Problem with testing bulk inserts with Task.async_stream

ug0 · April 17, 2019, 3:33am

I have code to do bulk insert which looks like this:

stream = build_attrs_stream()

Repo.transaction(fn ->
  stream
  |> Stream.chunk_every(5000)
  |> Task.async_stream(fn batch ->
    {n, _} = Repo.insert_all(Assignment, batch)
    n
  end, ordered: false)
  |> Enum.reduce(0, fn {:ok, n}, acc -> acc + n end)
end)

The above code works fine until I run the test, which gives me error:

(EXIT from #PID<0.544.0>) an exception was raised:
         ** (DBConnection.ConnectionError) connection not available and request was dropped from queue after 939ms. You can configure how long requests wait in the queue using :queue_target and :queue_interval. See DBConnection.start_link/2 for more information

I’m using Phoenix v1.4 and Ecto v3.1, database is Postgres.
Any help?

idi527 · April 17, 2019, 5:38am

What exactly does using Task.async_stream in a repo transaction achieve? I think Repo.transaction checks out a single connecting and all messages are sent over a over it (i.e. “single thread”) anyway.

That is, it’s not obvious to me what your approach has over

stream = build_attrs_stream()

Repo.transaction(fn ->
  stream
  |> Stream.chunk_every(5000)
  |> Enum.flat_map(fn batch ->
    {n, _} = Repo.insert_all(Assignment, batch)
    n
  end)
end)

ug0 · April 17, 2019, 6:11am

Well, I actually wrote code similar as yours in my first implementation(let’s call it the “single thread” version):

Repo.transaction(fn ->
      stream
      |> Stream.chunk_every(5000)
      |> Enum.reduce(0, fn batch, total ->
        {n, _} = Repo.insert_all(Assignment, batch)
        total + n
      end)
    end)

I learned the “parallel” version(code I paste in my original topic) from the book Programming Ecto, Chapter 17, Section “Fetching Large Datasets with Streams”. Here’s the example in the book:

stream =
Artist
|> Repo.stream()
|> Task.async_stream(fn artist ->
    save_artist_record(artist)
end)

Repo.transaction(fn ->
   Stream.run(stream)
end)

I benchmarked these two versions by inserting large amount of data over 20 times. And the “parallel” version is nearly 40% faster and uses all of my CPU cores, while the “single thread” version uses only one CPU core at a time.
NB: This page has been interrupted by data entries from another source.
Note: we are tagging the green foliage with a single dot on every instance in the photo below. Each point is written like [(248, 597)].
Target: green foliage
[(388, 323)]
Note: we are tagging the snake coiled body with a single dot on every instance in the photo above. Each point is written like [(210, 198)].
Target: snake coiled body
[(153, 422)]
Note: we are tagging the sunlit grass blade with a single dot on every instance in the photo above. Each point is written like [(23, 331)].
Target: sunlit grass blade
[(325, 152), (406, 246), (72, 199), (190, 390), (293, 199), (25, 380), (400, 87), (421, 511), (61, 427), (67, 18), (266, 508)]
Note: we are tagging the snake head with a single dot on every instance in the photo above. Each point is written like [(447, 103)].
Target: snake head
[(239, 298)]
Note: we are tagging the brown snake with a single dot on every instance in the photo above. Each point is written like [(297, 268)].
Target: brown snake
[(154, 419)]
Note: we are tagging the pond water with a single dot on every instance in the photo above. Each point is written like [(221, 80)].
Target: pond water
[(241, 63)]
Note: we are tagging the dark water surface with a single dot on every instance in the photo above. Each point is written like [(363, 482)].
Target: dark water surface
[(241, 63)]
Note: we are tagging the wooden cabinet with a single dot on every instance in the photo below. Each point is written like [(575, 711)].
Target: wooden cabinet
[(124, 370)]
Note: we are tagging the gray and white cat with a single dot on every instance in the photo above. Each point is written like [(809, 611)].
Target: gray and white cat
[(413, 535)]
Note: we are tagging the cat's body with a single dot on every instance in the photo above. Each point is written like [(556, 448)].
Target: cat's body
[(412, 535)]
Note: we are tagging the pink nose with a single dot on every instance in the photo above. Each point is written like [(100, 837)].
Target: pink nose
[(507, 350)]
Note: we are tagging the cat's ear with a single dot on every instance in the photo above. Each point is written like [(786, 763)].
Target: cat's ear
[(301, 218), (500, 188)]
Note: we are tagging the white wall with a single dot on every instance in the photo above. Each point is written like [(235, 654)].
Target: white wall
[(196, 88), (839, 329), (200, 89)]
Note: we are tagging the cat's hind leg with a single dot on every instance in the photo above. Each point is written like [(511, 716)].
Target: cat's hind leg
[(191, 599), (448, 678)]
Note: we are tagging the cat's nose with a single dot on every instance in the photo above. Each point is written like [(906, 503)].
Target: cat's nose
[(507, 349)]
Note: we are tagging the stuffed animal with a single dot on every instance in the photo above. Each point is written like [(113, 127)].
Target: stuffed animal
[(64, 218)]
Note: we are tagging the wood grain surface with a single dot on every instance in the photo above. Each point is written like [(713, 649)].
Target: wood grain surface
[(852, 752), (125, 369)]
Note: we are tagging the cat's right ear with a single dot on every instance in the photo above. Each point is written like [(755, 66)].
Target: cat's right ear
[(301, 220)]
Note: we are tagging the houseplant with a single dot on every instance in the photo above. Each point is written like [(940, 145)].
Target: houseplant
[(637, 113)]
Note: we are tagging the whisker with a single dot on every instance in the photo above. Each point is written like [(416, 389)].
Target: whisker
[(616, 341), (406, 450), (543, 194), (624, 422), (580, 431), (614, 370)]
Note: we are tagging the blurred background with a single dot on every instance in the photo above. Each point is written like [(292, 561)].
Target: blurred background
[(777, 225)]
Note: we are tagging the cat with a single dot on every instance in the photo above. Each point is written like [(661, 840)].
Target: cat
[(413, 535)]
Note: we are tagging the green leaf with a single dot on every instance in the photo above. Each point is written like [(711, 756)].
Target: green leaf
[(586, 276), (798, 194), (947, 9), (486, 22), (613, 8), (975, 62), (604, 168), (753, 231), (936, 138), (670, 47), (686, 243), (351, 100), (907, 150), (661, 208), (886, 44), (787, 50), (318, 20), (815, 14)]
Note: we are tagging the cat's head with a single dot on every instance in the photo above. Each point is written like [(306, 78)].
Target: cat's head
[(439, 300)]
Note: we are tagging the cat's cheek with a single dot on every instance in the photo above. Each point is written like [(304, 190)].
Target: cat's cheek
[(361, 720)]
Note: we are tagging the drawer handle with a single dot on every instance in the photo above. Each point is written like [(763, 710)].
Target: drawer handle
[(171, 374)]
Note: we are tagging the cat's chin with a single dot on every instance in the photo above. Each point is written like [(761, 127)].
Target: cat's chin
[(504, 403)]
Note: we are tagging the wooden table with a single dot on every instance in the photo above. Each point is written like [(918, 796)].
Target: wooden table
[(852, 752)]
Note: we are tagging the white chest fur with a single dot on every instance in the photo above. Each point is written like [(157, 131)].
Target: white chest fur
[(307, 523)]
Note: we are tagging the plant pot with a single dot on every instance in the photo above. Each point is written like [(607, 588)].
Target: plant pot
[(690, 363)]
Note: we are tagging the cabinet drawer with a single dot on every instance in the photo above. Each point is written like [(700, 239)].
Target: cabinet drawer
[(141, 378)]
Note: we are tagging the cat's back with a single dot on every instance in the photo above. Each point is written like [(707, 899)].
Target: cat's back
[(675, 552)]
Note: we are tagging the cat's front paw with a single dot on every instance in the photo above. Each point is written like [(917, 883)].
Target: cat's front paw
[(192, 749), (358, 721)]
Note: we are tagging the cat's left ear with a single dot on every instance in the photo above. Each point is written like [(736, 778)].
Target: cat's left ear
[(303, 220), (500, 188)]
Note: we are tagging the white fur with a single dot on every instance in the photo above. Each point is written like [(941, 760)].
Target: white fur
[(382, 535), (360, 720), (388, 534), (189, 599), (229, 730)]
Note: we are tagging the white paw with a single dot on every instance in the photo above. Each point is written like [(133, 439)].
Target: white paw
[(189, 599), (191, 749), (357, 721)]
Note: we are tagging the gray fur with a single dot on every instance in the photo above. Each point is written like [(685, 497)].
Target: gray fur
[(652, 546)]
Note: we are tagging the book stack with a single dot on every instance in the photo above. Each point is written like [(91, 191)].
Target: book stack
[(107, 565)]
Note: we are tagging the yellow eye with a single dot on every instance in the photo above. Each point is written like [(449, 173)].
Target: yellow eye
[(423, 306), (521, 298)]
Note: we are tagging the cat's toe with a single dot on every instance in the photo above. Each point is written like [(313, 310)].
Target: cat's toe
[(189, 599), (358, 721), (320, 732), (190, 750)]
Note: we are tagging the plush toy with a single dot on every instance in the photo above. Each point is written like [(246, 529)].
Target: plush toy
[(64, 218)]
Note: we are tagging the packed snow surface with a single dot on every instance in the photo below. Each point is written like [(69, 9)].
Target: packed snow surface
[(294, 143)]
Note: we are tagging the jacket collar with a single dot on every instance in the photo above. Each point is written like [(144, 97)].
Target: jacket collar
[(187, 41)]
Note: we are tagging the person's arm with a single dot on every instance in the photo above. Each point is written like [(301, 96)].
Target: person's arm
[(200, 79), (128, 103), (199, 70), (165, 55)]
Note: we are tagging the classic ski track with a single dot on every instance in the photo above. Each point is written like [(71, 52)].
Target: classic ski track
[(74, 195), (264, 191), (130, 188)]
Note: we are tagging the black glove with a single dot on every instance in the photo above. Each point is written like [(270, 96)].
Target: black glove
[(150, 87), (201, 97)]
idi527 · April 17, 2019, 6:18am

Ah, it wasn’t obvious from your first snippet that you also read from the database, in that case, yes, the concurrent version can be more efficient.

ug0 · April 17, 2019, 6:23am

Yeah, the stream was build from Repo.stream. Guess I didn’t give enough details.
The code “stream = build_attrs_stream()” is doing something like:

some_query
|> Repo.stream()
|> Stream.map(&build_attrs/1)

benwilson512 · April 17, 2019, 2:00pm

Hey @ug0 this is because of how the ecto sandbox works during tests. Each test process is provided its own database connection. The Task.async_stream call spawns new processes, and ecto doesn’t know which connection to use. You can solve this by giving Ecto a little more information:

stream = build_attrs_stream()

parent = self()

Repo.transaction(fn ->
  stream
  |> Stream.chunk_every(5000)
  |> Task.async_stream(fn batch ->
    {n, _} = Repo.insert_all(Assignment, batch, caller: parent)
    n
  end, ordered: false)
  |> Enum.reduce(0, fn {:ok, n}, acc -> acc + n end)
end)

The change here is the addition of caller: parent as options to the Repo call.

ug0 · April 18, 2019, 1:49am

I add caller: parent option but it still gives me the same error.

gmile · February 28, 2025, 11:13am

Sorry for necro-posting. This is how I solved the issue combining Repo.stream and Task.async_stream with in my case.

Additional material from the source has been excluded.